Guess what? The rumor on the street is that HR leads the industry in using the Software As A Service (SaaS) delivery model. Surveys say that customers still prefer best-of-breed solutions over integrated solutions so that means more HR applications instead of less. Guess what also is true about many of these SaaS applications? They still use flat files as the main vehicle to shuttle information into and out of the application. In this model the customer is still required to develop an interface to the SaaS vendor. Wait, what? As a customer you still have to do custom development even though you are using a SaaS application.

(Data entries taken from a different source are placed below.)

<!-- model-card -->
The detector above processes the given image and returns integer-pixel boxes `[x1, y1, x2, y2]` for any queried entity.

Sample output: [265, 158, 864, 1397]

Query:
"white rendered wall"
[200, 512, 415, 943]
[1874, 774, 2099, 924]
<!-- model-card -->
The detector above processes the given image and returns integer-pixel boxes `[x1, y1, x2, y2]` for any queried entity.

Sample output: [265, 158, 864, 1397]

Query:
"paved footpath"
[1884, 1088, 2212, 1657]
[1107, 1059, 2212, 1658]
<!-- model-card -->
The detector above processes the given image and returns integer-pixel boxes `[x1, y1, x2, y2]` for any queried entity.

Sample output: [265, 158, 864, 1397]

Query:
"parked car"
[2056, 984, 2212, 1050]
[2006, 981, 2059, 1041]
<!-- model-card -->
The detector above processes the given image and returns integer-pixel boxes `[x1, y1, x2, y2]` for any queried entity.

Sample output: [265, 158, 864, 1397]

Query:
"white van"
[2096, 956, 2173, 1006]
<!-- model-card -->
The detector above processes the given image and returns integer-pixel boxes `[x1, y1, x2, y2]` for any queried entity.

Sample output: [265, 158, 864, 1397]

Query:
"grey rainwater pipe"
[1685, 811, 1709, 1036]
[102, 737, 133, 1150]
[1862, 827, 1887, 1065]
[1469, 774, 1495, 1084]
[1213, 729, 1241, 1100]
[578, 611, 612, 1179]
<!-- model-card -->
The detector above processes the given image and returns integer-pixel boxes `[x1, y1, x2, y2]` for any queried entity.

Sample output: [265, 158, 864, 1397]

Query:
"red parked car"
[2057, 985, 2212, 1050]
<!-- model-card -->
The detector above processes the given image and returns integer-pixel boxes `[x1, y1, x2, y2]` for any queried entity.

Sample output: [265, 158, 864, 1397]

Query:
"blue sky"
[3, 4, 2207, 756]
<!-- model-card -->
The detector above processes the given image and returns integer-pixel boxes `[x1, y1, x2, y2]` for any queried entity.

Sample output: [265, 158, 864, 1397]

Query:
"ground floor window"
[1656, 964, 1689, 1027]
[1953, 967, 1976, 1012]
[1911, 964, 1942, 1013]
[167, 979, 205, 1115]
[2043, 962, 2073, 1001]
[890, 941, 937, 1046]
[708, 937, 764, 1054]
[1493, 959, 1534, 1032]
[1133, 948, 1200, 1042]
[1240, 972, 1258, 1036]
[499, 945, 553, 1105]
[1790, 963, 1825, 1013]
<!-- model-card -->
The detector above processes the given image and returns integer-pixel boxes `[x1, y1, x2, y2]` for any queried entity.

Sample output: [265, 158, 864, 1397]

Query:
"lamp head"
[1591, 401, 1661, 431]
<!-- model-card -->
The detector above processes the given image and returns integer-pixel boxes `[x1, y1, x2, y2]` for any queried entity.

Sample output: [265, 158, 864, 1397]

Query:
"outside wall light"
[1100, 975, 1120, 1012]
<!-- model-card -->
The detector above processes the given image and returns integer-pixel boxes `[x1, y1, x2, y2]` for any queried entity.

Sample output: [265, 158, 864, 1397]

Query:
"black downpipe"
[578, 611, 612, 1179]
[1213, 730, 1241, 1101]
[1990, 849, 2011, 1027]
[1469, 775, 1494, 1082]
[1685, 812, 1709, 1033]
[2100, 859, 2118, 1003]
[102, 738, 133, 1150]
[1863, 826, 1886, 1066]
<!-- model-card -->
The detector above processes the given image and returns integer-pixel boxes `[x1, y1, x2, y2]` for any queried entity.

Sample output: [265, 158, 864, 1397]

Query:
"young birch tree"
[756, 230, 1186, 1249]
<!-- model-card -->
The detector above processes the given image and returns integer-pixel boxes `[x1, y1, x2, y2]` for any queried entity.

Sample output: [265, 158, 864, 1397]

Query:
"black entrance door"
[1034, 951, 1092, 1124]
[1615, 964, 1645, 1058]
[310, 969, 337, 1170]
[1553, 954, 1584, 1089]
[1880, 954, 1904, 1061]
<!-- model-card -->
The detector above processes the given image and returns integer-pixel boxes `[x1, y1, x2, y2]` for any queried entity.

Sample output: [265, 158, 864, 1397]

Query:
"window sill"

There are several other more state of the art options such as an Enterprise Service Bus (ESB) or SOAP messaging. I don’t know about you but when an employee gets hired into my core HR system, I would love to have the employee information zip over to my SaaS based Learning Management System within a couple seconds instead of sometime that evening when the flat file interface gets run. When I push the button to fill a requisition in my recruiting application, wouldn’t it be great to have the new hire in my core HR system right away. Sorry SaaS Recruiting vendor, sending me XML files via FTP multiple times a day doesn’t count.
All is not lost fortunately. The HR SaaS application vendors are starting to incorporate messaging or ESBs into their offering. The most prominent example of this is Workday purchasing ESB vendor Cape Clear back in February of 2008. Since then Workday has embedded Cape Clear into their application to allow end users to create their own real-time inbound and outbound interfaces.
For those other SaaS vendors who are still stuck in the flat file interface, you better get it together soon. We are wising up and will be requiring state of the art real-time interfaces in our vendor selection criteria.